This whole being injured thing is really turning me into a sentimental bastard. I’m not sure if my Testosterone is dropping because I stopped lifting heavy things, or if I’m actually just becoming a mature adult person – but fuck that last few days have made me thankful for a lot of things. First, the outpouring of support I’ve gotten from people at the box. It’s ridiculous, I had no idea people actually gave a shit – which is probably a pretty terrible thing to say, but it’s mostly a reflection of my skepticism and distrust of others rather than a comment on the nature of people at my box. I know they’re all awesome, I see them everyday for the last 4 months, I should probably have put together that at some level we care about one another. I’m going to swear a lot to offset all the feelings in this post – I can’t handle it otherwise.
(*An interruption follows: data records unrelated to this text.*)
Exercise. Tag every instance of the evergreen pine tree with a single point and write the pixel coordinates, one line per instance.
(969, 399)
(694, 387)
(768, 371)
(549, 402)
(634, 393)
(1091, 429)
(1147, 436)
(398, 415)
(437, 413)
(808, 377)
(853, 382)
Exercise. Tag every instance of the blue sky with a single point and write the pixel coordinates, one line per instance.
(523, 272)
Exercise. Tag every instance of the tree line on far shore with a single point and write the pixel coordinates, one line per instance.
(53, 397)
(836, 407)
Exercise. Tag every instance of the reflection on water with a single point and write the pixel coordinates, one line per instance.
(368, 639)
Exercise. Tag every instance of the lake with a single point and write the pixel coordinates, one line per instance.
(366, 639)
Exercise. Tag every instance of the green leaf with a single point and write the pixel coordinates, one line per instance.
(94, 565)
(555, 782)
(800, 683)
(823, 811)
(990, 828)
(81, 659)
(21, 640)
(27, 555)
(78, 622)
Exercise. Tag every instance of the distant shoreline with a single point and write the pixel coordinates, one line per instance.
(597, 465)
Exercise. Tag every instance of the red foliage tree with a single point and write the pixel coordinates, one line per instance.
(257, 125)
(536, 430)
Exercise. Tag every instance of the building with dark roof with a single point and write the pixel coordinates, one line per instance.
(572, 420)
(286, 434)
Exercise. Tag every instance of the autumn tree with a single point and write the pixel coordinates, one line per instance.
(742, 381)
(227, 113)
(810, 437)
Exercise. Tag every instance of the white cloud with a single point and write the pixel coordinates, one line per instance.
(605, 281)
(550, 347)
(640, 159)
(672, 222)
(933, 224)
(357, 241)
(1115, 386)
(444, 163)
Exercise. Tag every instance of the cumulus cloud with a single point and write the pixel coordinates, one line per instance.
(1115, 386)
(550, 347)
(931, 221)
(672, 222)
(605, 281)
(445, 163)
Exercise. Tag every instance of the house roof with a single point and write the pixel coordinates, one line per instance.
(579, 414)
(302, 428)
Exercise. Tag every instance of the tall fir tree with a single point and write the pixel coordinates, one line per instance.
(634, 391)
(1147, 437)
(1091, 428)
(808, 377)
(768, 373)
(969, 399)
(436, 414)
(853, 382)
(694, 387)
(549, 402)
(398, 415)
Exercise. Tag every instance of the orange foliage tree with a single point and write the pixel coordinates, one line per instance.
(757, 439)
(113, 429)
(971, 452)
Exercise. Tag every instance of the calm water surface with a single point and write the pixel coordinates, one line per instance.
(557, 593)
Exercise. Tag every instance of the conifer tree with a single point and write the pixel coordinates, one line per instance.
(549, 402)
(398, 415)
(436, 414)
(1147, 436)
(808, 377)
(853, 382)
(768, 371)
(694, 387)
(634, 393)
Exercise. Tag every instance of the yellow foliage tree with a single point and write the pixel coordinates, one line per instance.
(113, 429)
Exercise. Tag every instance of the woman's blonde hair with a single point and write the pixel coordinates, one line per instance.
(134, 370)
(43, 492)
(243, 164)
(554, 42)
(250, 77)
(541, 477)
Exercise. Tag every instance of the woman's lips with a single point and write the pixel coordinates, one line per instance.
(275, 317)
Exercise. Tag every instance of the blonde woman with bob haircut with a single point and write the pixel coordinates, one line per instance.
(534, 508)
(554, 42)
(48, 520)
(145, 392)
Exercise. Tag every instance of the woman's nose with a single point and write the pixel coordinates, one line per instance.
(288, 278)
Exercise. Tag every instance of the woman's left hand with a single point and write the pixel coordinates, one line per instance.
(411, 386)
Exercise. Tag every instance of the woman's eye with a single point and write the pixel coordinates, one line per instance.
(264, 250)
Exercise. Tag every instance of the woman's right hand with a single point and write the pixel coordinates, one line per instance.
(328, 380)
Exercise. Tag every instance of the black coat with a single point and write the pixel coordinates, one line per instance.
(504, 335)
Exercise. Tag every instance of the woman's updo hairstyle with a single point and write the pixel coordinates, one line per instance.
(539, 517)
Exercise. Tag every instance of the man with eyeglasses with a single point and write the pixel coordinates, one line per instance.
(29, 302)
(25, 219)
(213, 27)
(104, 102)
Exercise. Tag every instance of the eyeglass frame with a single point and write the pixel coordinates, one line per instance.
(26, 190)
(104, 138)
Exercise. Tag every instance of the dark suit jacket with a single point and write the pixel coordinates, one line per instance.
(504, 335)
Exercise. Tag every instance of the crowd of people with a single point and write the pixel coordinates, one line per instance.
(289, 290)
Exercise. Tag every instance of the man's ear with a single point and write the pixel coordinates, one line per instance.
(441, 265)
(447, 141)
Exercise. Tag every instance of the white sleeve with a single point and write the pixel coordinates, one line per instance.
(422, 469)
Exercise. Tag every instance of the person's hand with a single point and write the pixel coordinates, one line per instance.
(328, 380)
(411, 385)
Even complete strangers on Twitter have gone out of their way to express their good wishes. I guess that’s just Crossfit – theres a shared bond even with strangers. I didn’t believe it until just now, but now I won’t ever doubt it.
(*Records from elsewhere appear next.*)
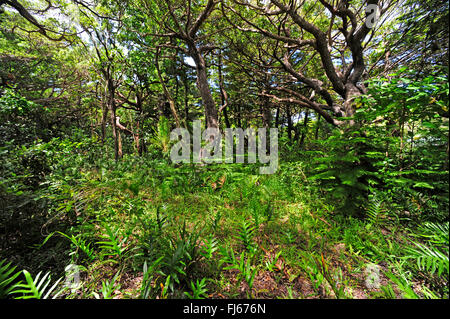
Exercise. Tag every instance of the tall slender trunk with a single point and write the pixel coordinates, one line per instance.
(112, 106)
(305, 128)
(222, 92)
(211, 114)
(316, 134)
(289, 119)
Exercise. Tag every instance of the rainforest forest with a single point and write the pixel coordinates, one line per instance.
(224, 149)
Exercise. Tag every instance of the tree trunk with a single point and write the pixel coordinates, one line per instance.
(211, 114)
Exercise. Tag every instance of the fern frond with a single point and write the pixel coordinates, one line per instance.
(35, 288)
(7, 278)
(430, 259)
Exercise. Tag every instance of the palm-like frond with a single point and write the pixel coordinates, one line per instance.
(7, 279)
(36, 288)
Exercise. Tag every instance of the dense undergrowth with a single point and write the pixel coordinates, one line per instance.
(145, 228)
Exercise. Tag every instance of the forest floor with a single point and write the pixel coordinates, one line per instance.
(153, 230)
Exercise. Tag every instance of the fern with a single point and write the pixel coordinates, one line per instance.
(7, 278)
(246, 233)
(36, 288)
(112, 245)
(430, 259)
(434, 256)
(374, 210)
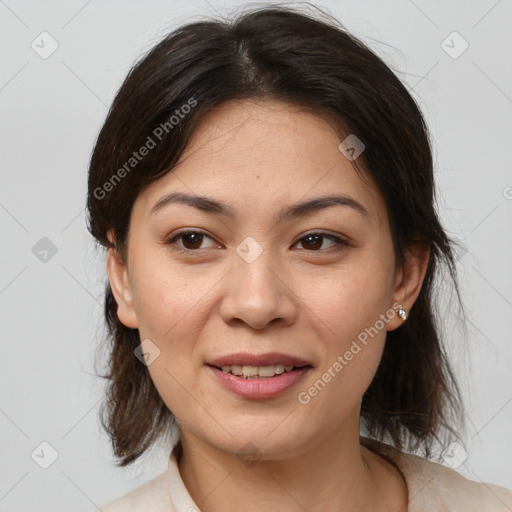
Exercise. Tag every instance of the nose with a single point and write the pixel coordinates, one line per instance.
(258, 292)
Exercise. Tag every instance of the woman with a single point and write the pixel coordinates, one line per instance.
(264, 189)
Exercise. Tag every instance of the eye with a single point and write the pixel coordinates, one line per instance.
(191, 240)
(314, 241)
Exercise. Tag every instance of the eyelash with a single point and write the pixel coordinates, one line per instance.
(341, 244)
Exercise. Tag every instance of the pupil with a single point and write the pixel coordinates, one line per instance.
(310, 237)
(190, 237)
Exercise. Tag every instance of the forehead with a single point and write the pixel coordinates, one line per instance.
(263, 155)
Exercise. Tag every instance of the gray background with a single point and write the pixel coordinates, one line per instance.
(51, 111)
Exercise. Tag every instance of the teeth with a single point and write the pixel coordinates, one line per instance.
(257, 371)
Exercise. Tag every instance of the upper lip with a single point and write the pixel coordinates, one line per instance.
(268, 359)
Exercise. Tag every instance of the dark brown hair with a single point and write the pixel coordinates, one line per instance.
(282, 54)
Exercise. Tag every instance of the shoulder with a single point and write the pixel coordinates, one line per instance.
(153, 495)
(433, 486)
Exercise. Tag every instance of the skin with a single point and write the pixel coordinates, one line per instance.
(306, 300)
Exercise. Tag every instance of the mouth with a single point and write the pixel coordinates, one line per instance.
(261, 376)
(259, 372)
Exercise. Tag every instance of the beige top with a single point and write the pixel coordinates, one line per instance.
(432, 487)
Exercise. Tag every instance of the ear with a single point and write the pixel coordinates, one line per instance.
(117, 272)
(408, 282)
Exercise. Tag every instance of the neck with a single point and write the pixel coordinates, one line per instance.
(334, 473)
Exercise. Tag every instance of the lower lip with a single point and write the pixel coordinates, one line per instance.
(260, 387)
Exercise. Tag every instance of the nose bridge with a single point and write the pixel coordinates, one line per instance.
(256, 294)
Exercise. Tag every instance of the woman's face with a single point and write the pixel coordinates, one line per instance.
(254, 281)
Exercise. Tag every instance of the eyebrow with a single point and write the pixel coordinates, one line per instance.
(297, 210)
Second, I’m thankful for people that push me to be better, even if they don’t realize it. You’d think I’d be watching people like Matt Hathcock (who won the Outlaw Open) or Matt Chan and be inspired by them, but that doesn’t really do it for me, they are genetic freaks of nature who train harder than I am probably even physically capable of – sure that’s a goal to reach, but at some point you have to be pushed by normal things too. People like the guys at my box, and people like Karli and Megan (pictured below) who BOTH crushed their respective competitions this weekend. And Jo, who is picking up my 100k rowing challenge even though she fucking hates rowing. These are the people who really make me want to work harder.
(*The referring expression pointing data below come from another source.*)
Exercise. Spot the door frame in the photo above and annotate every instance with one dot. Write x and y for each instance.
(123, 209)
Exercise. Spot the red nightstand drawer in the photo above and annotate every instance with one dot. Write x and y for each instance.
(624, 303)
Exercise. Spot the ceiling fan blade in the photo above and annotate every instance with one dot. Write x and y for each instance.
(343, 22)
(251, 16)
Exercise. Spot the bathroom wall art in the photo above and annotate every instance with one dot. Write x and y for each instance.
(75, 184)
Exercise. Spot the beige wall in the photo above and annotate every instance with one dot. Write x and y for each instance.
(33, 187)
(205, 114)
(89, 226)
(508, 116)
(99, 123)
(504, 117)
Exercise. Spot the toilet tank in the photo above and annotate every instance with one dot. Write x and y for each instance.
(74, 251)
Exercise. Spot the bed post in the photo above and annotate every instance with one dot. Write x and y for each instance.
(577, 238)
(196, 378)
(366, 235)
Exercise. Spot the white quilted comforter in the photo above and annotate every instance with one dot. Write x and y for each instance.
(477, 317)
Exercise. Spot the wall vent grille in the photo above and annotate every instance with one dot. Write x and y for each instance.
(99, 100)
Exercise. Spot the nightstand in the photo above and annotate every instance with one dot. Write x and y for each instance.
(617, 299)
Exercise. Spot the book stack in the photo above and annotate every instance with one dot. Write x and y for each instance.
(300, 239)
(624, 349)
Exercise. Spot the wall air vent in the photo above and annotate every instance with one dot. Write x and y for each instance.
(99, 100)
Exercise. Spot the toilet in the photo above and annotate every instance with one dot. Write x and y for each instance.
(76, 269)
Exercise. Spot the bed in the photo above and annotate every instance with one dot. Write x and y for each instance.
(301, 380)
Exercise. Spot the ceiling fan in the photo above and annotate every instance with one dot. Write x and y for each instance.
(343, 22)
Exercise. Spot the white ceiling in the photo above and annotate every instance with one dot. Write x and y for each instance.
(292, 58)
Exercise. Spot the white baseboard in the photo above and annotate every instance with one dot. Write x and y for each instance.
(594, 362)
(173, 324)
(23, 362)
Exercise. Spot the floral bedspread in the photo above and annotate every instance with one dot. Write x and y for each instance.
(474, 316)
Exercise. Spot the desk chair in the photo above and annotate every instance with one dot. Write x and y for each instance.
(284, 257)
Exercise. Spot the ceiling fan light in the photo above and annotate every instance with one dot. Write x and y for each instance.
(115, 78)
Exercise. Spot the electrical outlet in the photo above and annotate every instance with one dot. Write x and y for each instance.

Third, I’m actually thankful for this injury. When you’re so fucking focused on going 100 MPH all day everyday it’s easy to lose focus on the ground in front of you. That was me last week. Nothing like a speed bump to help you appreciate the open road. Metaphors aside, I was probably being a bit pig headed and foolish. Hurt my shoulder, full steam ahead! Some things aren’t meant to be pushed through. Crossfit is so filled with motivational pictures and sayings its kind of disgusting. All that shit on Tumblr that says “slee when you’re dead” or “you’ll pass out before you die” – if it gets you to the box on a day you might otherwise not, sure it’s great. But when you’re already there, pull your head out of your ass, and I’m speaking about myself here too, you can’t train through injuries, you can train around them smartly and you can rehab them appropriately, but if your shoulder fucking hurts, don’t keep trying to split jerk your bodyweight – that’s not helping, I promise. Does it suck for me to lose two weeks of training right when I’m trying to do the most work? Yes. Will I come back hungrier than ever before? Abso-fucking-lutely. That’s not an excuse to overtrain again, that’s an excuse to make the absolute most of every moment of Outlaw work I’m given and leave the box everyday knowing I couldn’t have gone harder or faster. That’s the goal here folks! Nothing more, nothing less.